I raised my head and peered ahead at the tunnel.  In the distance, I saw its end.  We would reach it soon.  “This tale you’ve just spun…is it just story, or is it history?”

The lights that glowed at tunnel’s end cast amber sparks in my grandfather’s brown eyes.

“Would it make a difference to you to know?” he asked.

“It would.” 

Conquerors had always held great power.  Destruction was easier than construction.  Decimation quicker than incubation.  Death was final.  It had always been a wonder to me that the forces of creation and peace ever managed to survive.

I frowned. “If that war god is still around…”

“The war god is long gone.  Once he was weakened, he was cut down, his powers—some of them at least—stolen again.”

“I can’t say mourn him,” I said.  “And I can’t say that I am surprised our people still make war even without his influence.”

“That we do.”

“But I am sorry for the serpent.  To have been born out of death and violence.”

My grandfather gave a thoughtful grunt.  “From what he’s told me, the gods were not like us.  They could not have children and continue to live themselves.  So the serpent would never have known his parent either way.”

My legs carried me forward a few steps, as did my mind, before I caught what my grandfather had just said.  And then I stopped.  He turned around.

I peered at him.  “From what he’s told you?”

“Sharpen those young eyes,” my grandfather said, reaching out to pat my shoulder.  With his other hand, he gestured to the arched stone door that we were approaching at the end of the tunnel.  “And behold.”

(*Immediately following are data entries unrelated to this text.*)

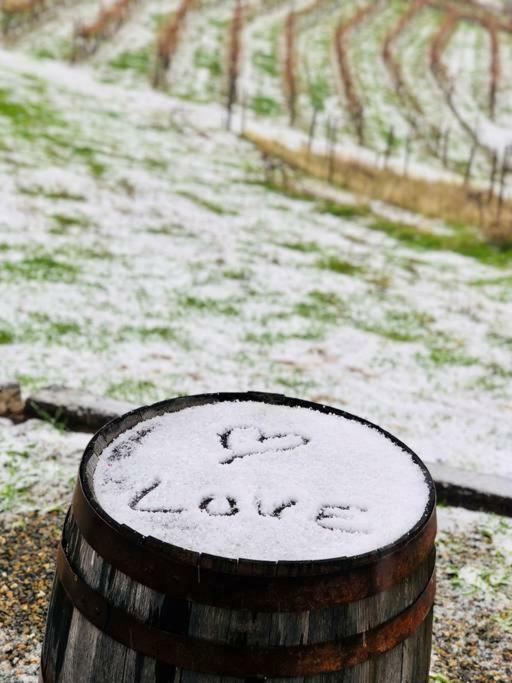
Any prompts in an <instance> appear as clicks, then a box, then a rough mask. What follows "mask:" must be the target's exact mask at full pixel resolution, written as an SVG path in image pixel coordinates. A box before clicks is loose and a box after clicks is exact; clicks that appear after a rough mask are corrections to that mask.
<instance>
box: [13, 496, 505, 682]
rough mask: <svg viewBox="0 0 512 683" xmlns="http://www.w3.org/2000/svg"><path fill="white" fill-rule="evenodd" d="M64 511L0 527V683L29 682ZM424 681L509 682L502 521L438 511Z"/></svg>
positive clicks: (34, 668) (34, 672)
mask: <svg viewBox="0 0 512 683" xmlns="http://www.w3.org/2000/svg"><path fill="white" fill-rule="evenodd" d="M63 519H64V512H63V511H62V510H61V511H54V512H51V513H47V514H39V513H29V514H27V515H25V516H24V517H18V518H15V519H11V521H10V523H9V524H6V523H5V521H4V522H0V545H1V552H0V577H1V578H0V615H1V619H2V622H3V624H4V626H3V627H2V630H1V631H0V648H1V651H2V654H3V655H4V656H3V657H1V658H0V660H1V661H2V663H1V664H0V681H2V682H3V681H13V682H14V681H27V682H29V681H30V682H32V681H34V682H35V681H36V680H37V668H38V658H39V644H40V642H41V639H42V637H43V631H44V618H45V610H46V606H47V600H48V596H49V593H50V590H51V581H52V575H53V561H54V560H53V558H54V553H55V548H56V543H57V541H58V538H59V535H60V528H61V526H62V522H63ZM440 526H441V532H440V534H439V543H438V550H439V559H438V581H439V587H438V596H437V601H436V618H435V626H434V629H435V631H434V654H433V660H432V671H433V673H432V680H433V681H437V683H447V682H448V683H489V682H491V681H492V682H496V683H507V682H508V681H510V680H512V552H511V551H512V538H511V532H510V528H509V524H508V523H507V521H506V520H504V519H503V518H499V517H496V516H493V515H484V514H479V513H466V512H464V511H460V510H455V509H453V508H441V509H440Z"/></svg>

A relief was chiseled on the door’s surface, a symbolic depiction of a great sea serpent in profile, rearing up over coils that were twice as tall as the human figures standing before it, making offerings.  The offerings were not of rich food or treasures.  They were offerings of scrolls, tablets, bound books, and broken tools. 

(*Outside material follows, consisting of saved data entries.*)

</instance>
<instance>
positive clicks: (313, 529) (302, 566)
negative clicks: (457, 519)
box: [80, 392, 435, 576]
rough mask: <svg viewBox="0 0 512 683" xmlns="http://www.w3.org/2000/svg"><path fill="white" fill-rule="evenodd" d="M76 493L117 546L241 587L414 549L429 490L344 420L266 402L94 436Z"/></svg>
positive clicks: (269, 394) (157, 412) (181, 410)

The unlocked door led into an antechamber that was considerably drier than the damp tunnel.  More so, that feeling I’d had, that sense that all the seas and oceans of the world were bearing down on us, it gave way to a lightness in the air that was parallel to but not the same as being on dry land. 

The antechamber was lit with soft yellow and green light that revealed more reliefs carved upon the walls.  As I gazed around the chamber, I realized they were all part of one relief, and all carved into a many-colored stone that reminded me of a geode.  A serpent, twining around the room.  The stones were carved into huge glittering scales that were inscribed, like tablets, with script of many different languages, none of which I recognized completely, though some did seem familiar.  Again, there were human figures standing below the serpent, making offerings of knowledge.  The serpent’s gleaming red tongue flickered over a pile of scrolls.  But the humans were not just making offerings.  They were receiving knowledge too.  In a few places, human figures carved from obsidian were perched over a particular scale.  I examined one.  The scroll in the human’s hand was inscribed with the same script as the scale she was looking at.  She was a scribe, and she was copying the scale.

He’s a living archive.

My gut dropped.  I understood now why my grandfather had used what I thought was just fanciful phrasing in the telling of his tale, “a serpent whose glittering scales were etched with the history of the world.”  I understood now that mischievous twinkle my grandfather had had in his eye when we first entered the tunnel.  The twinkle that vanished when he told the story of the war god who feared death, but had reignited when we first spotted the stone door at tunnel’s end.  The conflicting flutters of restless fear and hesitant hope grew still.  With a calm curiosity, I watched my grandfather reach for the door beyond the antechamber.  I sharpened my young eyes and braced myself.  My cheeks began to rise with a smile.

The serpent was the library.  And the library still lived.